A fairly quick and random thought that I had during a worship service a few weeks ago: Christian education is narcissistic. Well, I guess I should qualify that. The current status and priority that we give to Christian education is narcissistic. When a Christian desires to “go deeper” in their faith or to become “closer to God,” we often point them to a weekly Bible study of sorts that is supposed to be “in-depth.” This could be Sunday school, a Wednesday night study, or a home group. The context doesn’t matter. What bothers me is the assumption that Christian maturity is defined primarily by participating in an event that fits neatly onto your calendar once a week.

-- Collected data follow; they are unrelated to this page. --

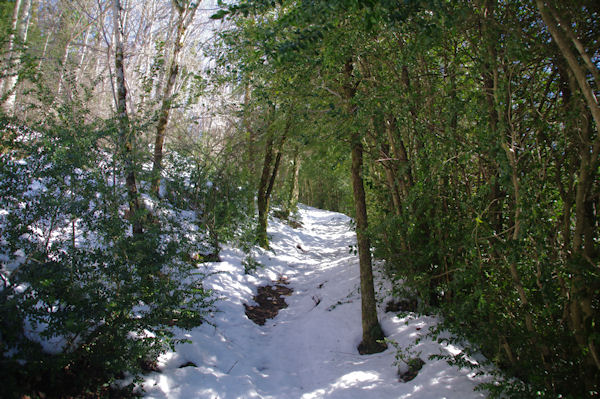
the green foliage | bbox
[213,0,600,396]
[242,254,262,275]
[160,142,255,261]
[0,107,214,397]
[384,338,422,369]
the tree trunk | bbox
[56,37,74,98]
[151,1,198,196]
[342,59,386,354]
[380,142,402,216]
[536,0,600,140]
[351,133,386,355]
[256,135,275,248]
[243,83,259,176]
[284,144,301,217]
[256,116,289,248]
[537,1,600,375]
[0,0,22,97]
[113,0,143,236]
[385,115,413,196]
[2,0,32,116]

When we define Christian maturity simply as studying the scriptures “in-depth” for an hour once a week, we turn Christian maturity into an appallingly easy thing to do. It lasts maybe two hours, we can put it on our calendar, we know exactly when it will happen, and we can feel better about ourselves because we are mature.

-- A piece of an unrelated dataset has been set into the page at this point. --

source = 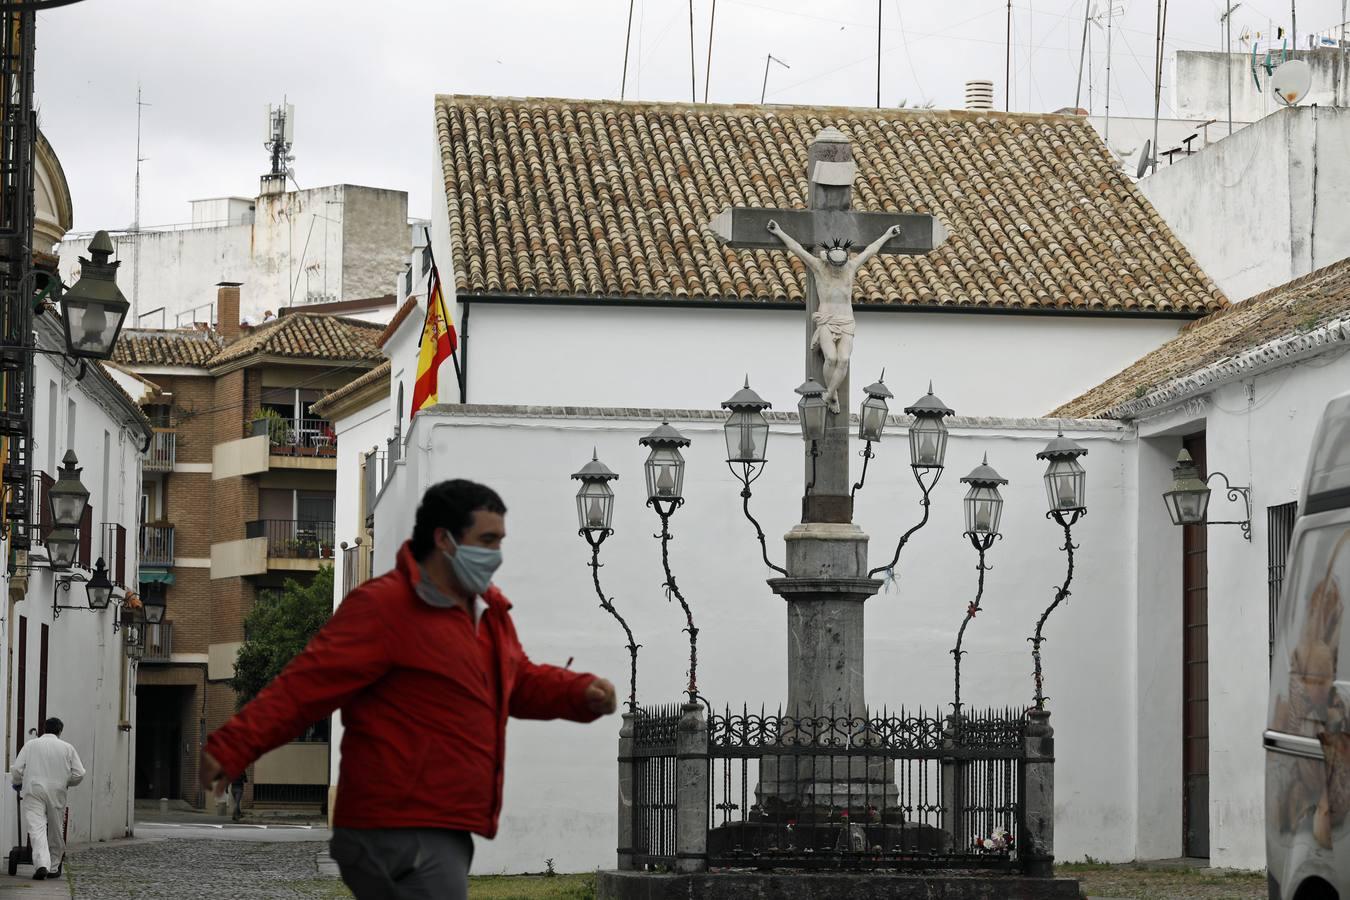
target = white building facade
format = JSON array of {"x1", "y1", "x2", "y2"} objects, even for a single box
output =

Christian maturity is not something that you can schedule. It does not fit neatly onto a calendar; Christian maturity invades your calendar. It invades everything you do. To relegate it to something you can fit into a couple of hours every Tuesday night is short-sighted and deceptive.
Try putting justice, compassion, reconciliation, and forgiveness onto your calendar once a week and see how well that works out. Yeah, it’s not that easy.
No, Christian education is not a bad thing. But it is not equivalent with Christian maturity. We shouldn’t fool ourselves into feeling good about our Christian maturity because we can cram it into a few hours between work and going to bed at night. The call to discipleship is much more pervasive and penetrating than that.